Biography of Western Australian politician, explorer, magistrate, farmer and merchant, Maitland Brown, one of the first generation of European setllers born in the Swan River colony; includes discussion of the Fairbairn report on the position of Aborigines and settlers in the Upper Murchison and Gascoyne. pp. 404 illusts #0819
Maitland Brown (17 July 1843 – 8 july 1905) was an explorer, politician and pastoralist in colonial Western Australia. He is best remembered as the leader of the La Grange expedition, which searched for and recovered the bodies of three white settlers killed by Indigenous Australians, and subsequently killed a number of Indigenous people in an incident that remains controversial to this day.
Brown was a volunteer member of the Francis Thomas Gregory’s exploring expedition of 1861, which sailed to Nickol Bay, then explored first southward across the Hamersley Ranges to the Tropic of Capricorn, and later northward as far as the Oakover River. During the latter exploration the party suffered extreme danger from lack of water, and at one point Brown saved Gregory’s life by riding back to the party’s base camp and returning with a supply of water. The five-month expedition opened up large tracts of good pastoral land, but little with the potential to support agriculture.
In 1865, Maitland Brown was again part of an expedition to the north. The year before, three explorers, Frederick Panter, James Harding and William Goldwyer, had set out from Roebuck Bay to explore the area around La Grange Bay. The Panter-Harding-Goldwyer expedition had failed to return, and it was widely speculated that they had been speared by natives. When the Governmentlearned of the missing men, it organised a search expedition.
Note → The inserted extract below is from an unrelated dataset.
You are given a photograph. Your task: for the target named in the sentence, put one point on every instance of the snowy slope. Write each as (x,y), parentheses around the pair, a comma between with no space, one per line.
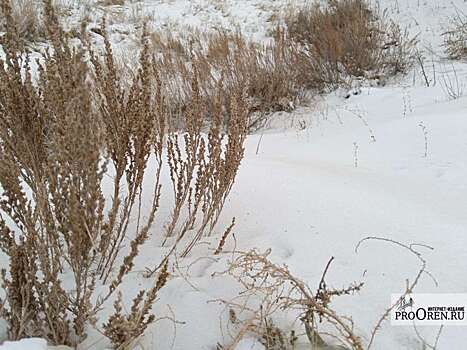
(388,162)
Maitland Brown offered his services and was appointed leader of the expedition. The La Grange expedition left Fremantle in February 1865, and on 3 April it found the missing men dead. They had been speared and clubbed to death by natives, at least two of them in their sleep. Shortly after the discovery of the dead men, the expedition party engaged in a pitched battle with a tribe of natives. Between six and twenty natives were killed, with no injuries to the expedition party. Brown’s journal states that the party had walked into an ambush, but most latter-day historians have interpreted the event as a punitive attack on the natives by Brown’s party.